Application of these Regulations

5.  These Regulations shall apply in the field of animal feeding to zootechnical products to which the Additives Directive applies.

PART IIAPPLICATIONS FOR THE COMMUNITYAUTHORISATION OF ZOOTECHNICAL ADDITIVES

Transitional applications

6.—(1) An eligible person who wishes the United Kingdom to act as the rapporteur in connection with an application for the Community authorisation of a BI, BII or BIII zootechnical additive may submit an application for such authorisation, accompanied by a monograph and identification note relating to the additive, to the Minister.

(2) Where documentation is submitted to the Minister pursuant to paragraph (1), he shall process this in accordance with the requirements of—

(a)Article 9g.2 of the Additives Directive, as amended by Directive 96/51/EC, in the case of an application relating to a BI zootechnical additive;

(b)Article 9h.2 of the Additives Directive, as amended by Directive 96/51/EC, in the case of an application relating to a BII zootechnical additive; and

(c)Article 9i.2 of the Additives Directive, as amended by Directive 96/51/EC, in the case of an application relating to a BIII zootechnical additive.

(3) A person who applies for the Community authorisation of a BI zootechnical additive for which the United Kingdom is acting as rapporteur may submit a dossier relating to the additive to the Minister in accordance with the requirements of Article 9g.4 of the Additives Directive, as amended by Directive 96/51/EC.

(4) Where a dossier relating to a BI zootechnical additive is submitted to the Minister pursuant to paragraph (3), he shall (subject to regulation 9)—

(a)forward it to the Commission, and

(b)forward a copy of it to each member State

if he is satisfied as specified in paragraph (5).

(5) The Minister is satisfied in accordance with this paragraph if he is satisfied that—

(a)the dossier submitted pursuant to paragraph (3) has been compiled in accordance with the applicable provisions of Directive 87/153/EEC, and

(b)the zootechnical additive to which the dossier relates meets the conditions laid down in Article 3a of the Additives Directive as amended by Directive 96/51/EC.

(6) If, in relation to a dossier submitted pursuant to paragraph (3), the Minister is not satisfied about both of the matters specified in paragraph (5), he shall reject the dossier, or postpone taking the action specified in paragraph (4) in relation to it, until such time as he is satisfied about both of those matters.

(7) Where the Minister rejects a dossier submitted to him pursuant to paragraph (3), or postpones taking the action specified in paragraph (4) in relation to it, he shall inform the Commission and each member State of the rejection or postponement, and shall notify them of the reasons for the rejection or postponement.

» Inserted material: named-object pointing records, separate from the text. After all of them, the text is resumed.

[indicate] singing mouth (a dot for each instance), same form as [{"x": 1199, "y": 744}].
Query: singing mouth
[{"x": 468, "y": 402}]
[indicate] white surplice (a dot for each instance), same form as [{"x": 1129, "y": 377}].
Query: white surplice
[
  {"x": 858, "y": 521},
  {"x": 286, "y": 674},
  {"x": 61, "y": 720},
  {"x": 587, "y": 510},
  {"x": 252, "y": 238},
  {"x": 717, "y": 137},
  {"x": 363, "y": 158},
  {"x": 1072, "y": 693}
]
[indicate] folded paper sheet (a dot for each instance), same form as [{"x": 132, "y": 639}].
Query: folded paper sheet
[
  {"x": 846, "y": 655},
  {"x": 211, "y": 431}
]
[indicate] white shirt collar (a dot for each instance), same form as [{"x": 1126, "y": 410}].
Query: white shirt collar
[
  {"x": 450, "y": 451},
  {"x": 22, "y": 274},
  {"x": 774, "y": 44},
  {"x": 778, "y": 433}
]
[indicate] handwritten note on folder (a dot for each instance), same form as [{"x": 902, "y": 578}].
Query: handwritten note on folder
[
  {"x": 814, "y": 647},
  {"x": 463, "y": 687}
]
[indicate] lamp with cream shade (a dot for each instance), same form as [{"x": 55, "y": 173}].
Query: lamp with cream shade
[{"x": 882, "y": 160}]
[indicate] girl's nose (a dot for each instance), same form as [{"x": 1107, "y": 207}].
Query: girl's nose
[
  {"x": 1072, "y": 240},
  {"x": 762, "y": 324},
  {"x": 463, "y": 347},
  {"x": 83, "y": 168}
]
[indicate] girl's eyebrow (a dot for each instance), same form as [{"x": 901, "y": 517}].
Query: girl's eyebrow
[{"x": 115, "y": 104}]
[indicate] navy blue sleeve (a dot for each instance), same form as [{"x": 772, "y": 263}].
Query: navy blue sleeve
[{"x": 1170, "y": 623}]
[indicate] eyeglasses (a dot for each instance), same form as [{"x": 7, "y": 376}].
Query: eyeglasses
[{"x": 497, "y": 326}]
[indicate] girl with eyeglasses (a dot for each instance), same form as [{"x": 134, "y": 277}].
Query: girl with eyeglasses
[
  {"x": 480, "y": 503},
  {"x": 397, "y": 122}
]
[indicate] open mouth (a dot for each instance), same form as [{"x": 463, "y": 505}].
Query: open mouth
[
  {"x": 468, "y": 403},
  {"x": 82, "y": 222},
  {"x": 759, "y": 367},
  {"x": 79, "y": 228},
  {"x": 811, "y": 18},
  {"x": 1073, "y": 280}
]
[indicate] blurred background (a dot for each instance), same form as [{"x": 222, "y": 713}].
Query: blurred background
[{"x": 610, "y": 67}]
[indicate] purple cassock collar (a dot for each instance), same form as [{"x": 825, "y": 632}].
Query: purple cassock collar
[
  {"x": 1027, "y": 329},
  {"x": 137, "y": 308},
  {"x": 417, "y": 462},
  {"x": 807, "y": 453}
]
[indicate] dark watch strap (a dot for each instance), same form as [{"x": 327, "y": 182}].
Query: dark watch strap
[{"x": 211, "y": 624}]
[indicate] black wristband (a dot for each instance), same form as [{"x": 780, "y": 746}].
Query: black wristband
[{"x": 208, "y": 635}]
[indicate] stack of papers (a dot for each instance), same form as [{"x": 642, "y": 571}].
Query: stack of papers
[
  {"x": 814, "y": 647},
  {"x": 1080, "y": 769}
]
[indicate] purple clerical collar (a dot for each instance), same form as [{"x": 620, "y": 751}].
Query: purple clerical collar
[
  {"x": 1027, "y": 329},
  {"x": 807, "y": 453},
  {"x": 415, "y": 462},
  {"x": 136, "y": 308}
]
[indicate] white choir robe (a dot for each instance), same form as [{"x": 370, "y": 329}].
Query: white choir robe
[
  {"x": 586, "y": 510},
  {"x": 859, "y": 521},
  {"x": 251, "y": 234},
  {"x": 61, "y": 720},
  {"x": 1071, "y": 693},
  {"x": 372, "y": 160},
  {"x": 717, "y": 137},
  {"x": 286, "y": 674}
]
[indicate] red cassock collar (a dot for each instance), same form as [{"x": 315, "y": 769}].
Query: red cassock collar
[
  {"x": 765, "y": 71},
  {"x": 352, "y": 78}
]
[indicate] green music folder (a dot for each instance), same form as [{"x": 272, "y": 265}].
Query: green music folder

(8) If requested to do so by the Commission, the Minister shall forward a copy of all or part of a dossier relating to a BI zootechnical additive submitted to him pursuant to paragraph (3) to each member of the Scientific Committee for Animal Nutrition.

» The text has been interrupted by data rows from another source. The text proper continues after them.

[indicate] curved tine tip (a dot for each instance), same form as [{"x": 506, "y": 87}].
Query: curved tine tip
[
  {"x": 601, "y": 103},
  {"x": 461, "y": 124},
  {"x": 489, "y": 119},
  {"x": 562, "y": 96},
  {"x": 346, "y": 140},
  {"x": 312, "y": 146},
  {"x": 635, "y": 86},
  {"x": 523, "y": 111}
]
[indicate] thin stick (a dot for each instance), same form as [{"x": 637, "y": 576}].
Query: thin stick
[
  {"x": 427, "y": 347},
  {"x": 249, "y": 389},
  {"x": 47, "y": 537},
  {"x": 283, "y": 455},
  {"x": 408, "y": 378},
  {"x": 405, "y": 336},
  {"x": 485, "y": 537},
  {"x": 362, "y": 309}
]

(9) In paragraph (1) “eligible person” means a person who is entitled to apply for the Community authorisation of a BI, BII or BIII zootechnical additive, as the case may be, in accordance with the provisions of—

(a)Article 9g.2 of the Additives Directive, as amended by Directive 96/51/EC, in the case of a BI zootechnical additive;

(b)Article 9h.2 of the Additives Directive, as amended by Directive 96/51/EC, in the case of a BII zootechnical additive; and

(c)Article 9i.2 of the Additives Directive, as amended by Directive 96/51/EC, in the case of a BIII zootechnical additive.

Ordinary applications

7.—(1) A person who wishes the United Kingdom to act as the rapporteur in connection with—

(a)an application for the Community authorisation of a zootechnical additive, or

(b)an application for the Community authorisation of a new use of an already authorised zootechnical additive

may submit an application for the Community authorisation of the additive or the new use of the additive, as the case may be, and a dossier relating to the additive, or the new use, as the case may be, to the Minister.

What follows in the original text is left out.